Computing the first few terms $$a_1=1, a_2=\sqrt{3}=1.732....,a_3=1.9318....,a_4=1.9828...$$ I feel that $(a_n)_{n\in \mathbb{N}}$ is bounded above by 2, although I have no logical reasoning for this. Since, $(a_n)_{n\in \mathbb{N}}$ is monotone increasing sequence, it must converge by monotone convergence theorem, and converge to 2.

Can anyone help me to make this more formal? Besides, I would really appreciate if anyone could shed some light on how to find the bound and limit of such sequences (that are not in closed form but in recursion).

Answer 1

$$ a_{n+1}-2 = \sqrt{2+a_n}-2 $$ $$ a_{n+1}-2 = \frac{a_n-2}{\sqrt{2+a_n}+2} $$ $$ |a_{n+1}-2| \le \frac{1 }{2}.|a_n-2| $$ $$ |a_{n}-2| \le {(\frac{1 }{2})}^n.|a_0-2| $$ hence $$ a_n \to 2 $$

Answer 2

Hints:

$$a_1\le a_2\;\;\text{and}\;\;a_{n+1}:=\sqrt{2+a_n}\stackrel{\text{induction}}\le\sqrt{2+a_{n+1}}=:a_{n+2}$$

$$a_1\le 2\;\;\text{and}\;\; a_{n+1}:=\sqrt{2+a_n}\stackrel{\text{induction}}\le\sqrt{2+2}=2$$

The above shows your sequence is a monotone ascending one and bounded above, so its limit exists, say it is $\;w\;$, and now a little arithmetic of limits:

$$w\leftarrow a_{n+1}=\sqrt{2+a_n}\rightarrow\sqrt{2+w}$$

so $\;w=\ldots\ldots?$

Answer 3

Here is an alternate way to approach this problem.

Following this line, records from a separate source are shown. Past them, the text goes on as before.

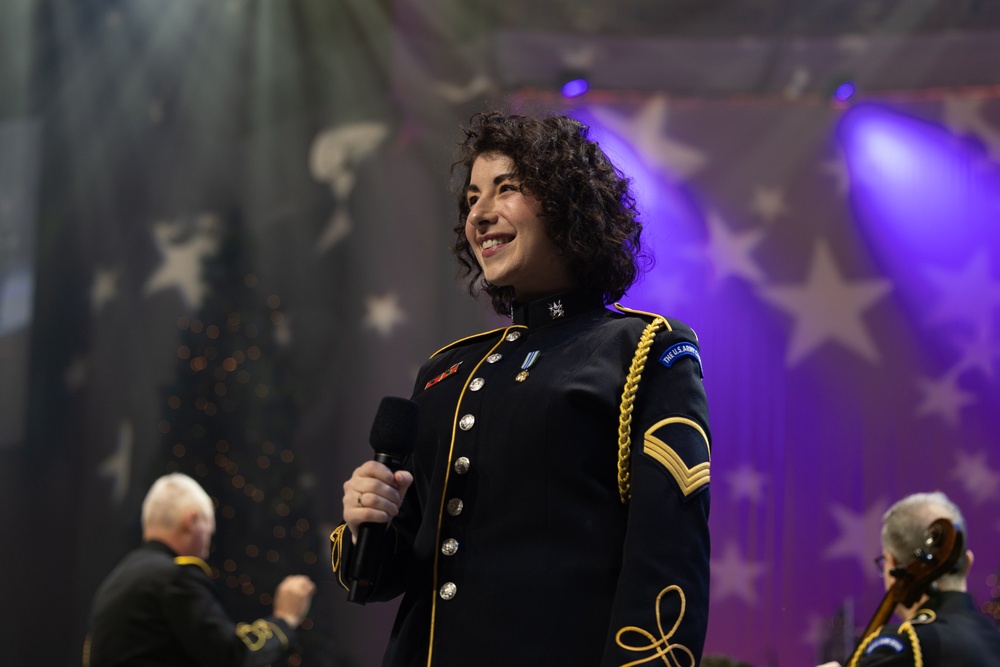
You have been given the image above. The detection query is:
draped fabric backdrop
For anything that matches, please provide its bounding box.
[0,0,1000,667]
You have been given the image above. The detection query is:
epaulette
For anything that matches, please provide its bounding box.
[615,303,698,343]
[174,556,212,577]
[615,303,671,331]
[429,325,524,359]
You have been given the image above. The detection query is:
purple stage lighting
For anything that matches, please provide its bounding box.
[562,77,590,98]
[833,81,858,102]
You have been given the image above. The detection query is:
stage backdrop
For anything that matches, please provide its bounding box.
[0,0,1000,667]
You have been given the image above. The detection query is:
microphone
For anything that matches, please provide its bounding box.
[347,396,420,604]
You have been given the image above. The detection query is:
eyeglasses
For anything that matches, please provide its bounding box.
[875,554,885,574]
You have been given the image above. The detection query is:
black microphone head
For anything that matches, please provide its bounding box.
[369,396,420,459]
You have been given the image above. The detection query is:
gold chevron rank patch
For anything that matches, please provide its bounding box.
[643,417,712,496]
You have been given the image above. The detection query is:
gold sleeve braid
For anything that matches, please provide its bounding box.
[844,626,884,667]
[236,618,288,651]
[618,316,667,505]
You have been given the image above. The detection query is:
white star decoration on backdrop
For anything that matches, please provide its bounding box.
[98,422,132,505]
[145,214,220,309]
[750,185,788,224]
[957,326,1000,379]
[593,95,708,181]
[363,292,406,338]
[432,73,497,104]
[309,121,389,252]
[823,498,888,579]
[761,241,892,366]
[705,212,766,285]
[951,450,1000,505]
[710,542,765,606]
[914,369,976,427]
[927,249,1000,327]
[726,464,767,505]
[90,269,118,312]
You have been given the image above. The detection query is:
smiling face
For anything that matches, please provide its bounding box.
[465,154,574,302]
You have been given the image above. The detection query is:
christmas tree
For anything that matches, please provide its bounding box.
[160,212,325,665]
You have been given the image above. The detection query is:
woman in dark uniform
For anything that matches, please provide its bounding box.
[332,113,710,667]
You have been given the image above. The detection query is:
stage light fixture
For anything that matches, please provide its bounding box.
[559,71,590,99]
[833,81,858,104]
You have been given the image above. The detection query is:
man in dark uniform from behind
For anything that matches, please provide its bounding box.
[822,492,1000,667]
[83,473,316,667]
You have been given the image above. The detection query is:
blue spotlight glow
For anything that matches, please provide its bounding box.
[562,77,590,98]
[838,104,1000,262]
[833,81,858,102]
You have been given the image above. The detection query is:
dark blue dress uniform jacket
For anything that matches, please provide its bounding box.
[83,540,295,667]
[858,591,1000,667]
[332,294,710,667]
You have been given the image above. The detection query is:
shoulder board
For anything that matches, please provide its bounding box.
[430,325,524,359]
[615,303,670,331]
[174,556,212,577]
[615,303,698,342]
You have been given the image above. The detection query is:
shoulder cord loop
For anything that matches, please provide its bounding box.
[847,621,924,667]
[618,317,666,505]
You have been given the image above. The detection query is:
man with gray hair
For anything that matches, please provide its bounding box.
[83,473,316,667]
[822,491,1000,667]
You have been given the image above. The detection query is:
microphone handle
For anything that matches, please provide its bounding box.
[347,451,406,605]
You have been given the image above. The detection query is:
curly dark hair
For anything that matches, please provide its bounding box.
[451,111,652,315]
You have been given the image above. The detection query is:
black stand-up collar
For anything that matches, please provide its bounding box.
[513,292,604,329]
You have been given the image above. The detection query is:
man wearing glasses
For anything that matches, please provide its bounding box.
[821,492,1000,667]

Set $f(x) = \sqrt{2 + x}$, then we notice $f(x) : [0,\infty)\rightarrow[0,\infty)$

and $f'(x) = \frac{1}{2\sqrt{2 + x}} \le \frac{1}{2\sqrt{2}}<1$ for $x\in (0,\infty)$

So by the contraction mapping principle $f$ has a unique fixed point in $(0,\infty)$ and any iteration will converge to to this fixed point. This rigorously justifies just solving the equation

$$x = \sqrt{2 + x}$$ to get the limit of the sequence $a_n$.

Answer 4

Note that $(2-\sqrt{2+x}) (2+\sqrt{2+x} )= 2-x$. We assume $x \ge 0$ in the following.

In particular, $\sqrt{2+x} \le 2$ iff $x \le 2$.

Then, if $x \le 2$, we have $2-\sqrt{2+x} = \frac{1}{2+\sqrt{2+x}} (2-x) \le \frac{1}{2+\sqrt{2}}(2-x)$.

Hence $2-a_{n+1} \le \frac{1}{2+\sqrt{2}} (2-a_n)$, from which we get $0 \le 2-a_n \le \frac{1}{(2+\sqrt{2})^{n-1}} (2-a_1)$. Hence $a_n \uparrow 2$.